Two successive studies were conducted for this purpose. In the first study in‐depth interviews with 20 Dutch nurses were analysed using a grounded theory approach. The content validity of the categories found in the first study was investigated in the second study by interviewing 17 supervisors and eight educators from different hospitals in The Netherlands.
The paper finds that the main categories of learning activities are: learning by doing one's regular job, learning by applying something new in the job, learning by social interaction with colleagues, learning by theory or supervision, and learning by reflection. First‐order learning activities and second‐order learning activities can be distinguished. The main categories of on‐the‐job learning themes are: the technical‐practical domain, the socio‐emotional domain, the organisational domain, the developmental domain, and a pro‐active attitude to work.
The validation study was conducted by the same researchers as the first study. The findings are based on one profession (nursing) in one country (The Netherlands).

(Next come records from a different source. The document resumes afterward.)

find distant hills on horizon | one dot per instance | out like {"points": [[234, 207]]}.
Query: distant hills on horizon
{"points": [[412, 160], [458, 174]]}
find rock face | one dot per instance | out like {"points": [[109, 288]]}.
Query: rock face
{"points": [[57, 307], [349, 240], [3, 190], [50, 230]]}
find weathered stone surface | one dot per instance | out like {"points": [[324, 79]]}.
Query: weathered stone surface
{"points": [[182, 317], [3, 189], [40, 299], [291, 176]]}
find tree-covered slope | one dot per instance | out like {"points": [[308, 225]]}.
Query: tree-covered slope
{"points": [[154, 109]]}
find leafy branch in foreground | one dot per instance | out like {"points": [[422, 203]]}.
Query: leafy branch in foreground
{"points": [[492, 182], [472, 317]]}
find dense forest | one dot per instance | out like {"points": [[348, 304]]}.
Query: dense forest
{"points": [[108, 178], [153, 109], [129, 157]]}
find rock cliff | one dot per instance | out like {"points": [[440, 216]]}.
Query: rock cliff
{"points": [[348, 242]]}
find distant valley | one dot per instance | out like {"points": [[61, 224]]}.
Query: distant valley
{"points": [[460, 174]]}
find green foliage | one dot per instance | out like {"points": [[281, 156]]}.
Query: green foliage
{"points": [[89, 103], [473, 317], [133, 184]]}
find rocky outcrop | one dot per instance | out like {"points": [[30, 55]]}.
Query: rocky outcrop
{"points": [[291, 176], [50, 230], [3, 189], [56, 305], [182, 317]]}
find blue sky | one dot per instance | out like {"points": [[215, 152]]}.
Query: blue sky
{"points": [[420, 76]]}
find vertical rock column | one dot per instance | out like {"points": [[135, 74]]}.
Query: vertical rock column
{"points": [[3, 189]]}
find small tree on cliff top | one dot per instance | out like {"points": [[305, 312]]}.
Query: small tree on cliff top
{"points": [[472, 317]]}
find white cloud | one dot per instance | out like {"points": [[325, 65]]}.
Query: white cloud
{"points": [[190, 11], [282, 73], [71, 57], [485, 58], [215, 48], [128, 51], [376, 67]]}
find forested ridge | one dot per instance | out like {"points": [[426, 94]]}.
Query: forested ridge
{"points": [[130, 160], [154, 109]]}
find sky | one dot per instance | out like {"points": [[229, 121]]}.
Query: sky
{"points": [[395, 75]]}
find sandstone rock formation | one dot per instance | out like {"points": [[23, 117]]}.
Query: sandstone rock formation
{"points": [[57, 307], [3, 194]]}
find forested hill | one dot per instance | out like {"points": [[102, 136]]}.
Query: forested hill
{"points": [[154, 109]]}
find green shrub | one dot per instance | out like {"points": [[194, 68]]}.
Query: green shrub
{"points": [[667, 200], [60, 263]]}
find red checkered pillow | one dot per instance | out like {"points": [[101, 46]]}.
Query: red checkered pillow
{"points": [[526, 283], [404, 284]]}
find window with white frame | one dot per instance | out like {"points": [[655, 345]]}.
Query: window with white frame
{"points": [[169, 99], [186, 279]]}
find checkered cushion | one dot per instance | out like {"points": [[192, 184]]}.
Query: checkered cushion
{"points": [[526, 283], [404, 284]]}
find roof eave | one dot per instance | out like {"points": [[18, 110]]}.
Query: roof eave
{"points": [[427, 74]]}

The categories can be used by nurse educators and health sector managers/trainers to develop comprehensive and structured intervention methods for the improvement of on‐the‐job learning which do justice to the complexity and diversity of on‐the‐job learning by nurses. HR (development) professionals can use the classification as part of a competence management and development system.
The study provides a detailed, complete and multi‐dimensional explication of nurses' on‐the‐job learning activities and learning themes, grounding the classification and framework in empirical data and using multiple data sources.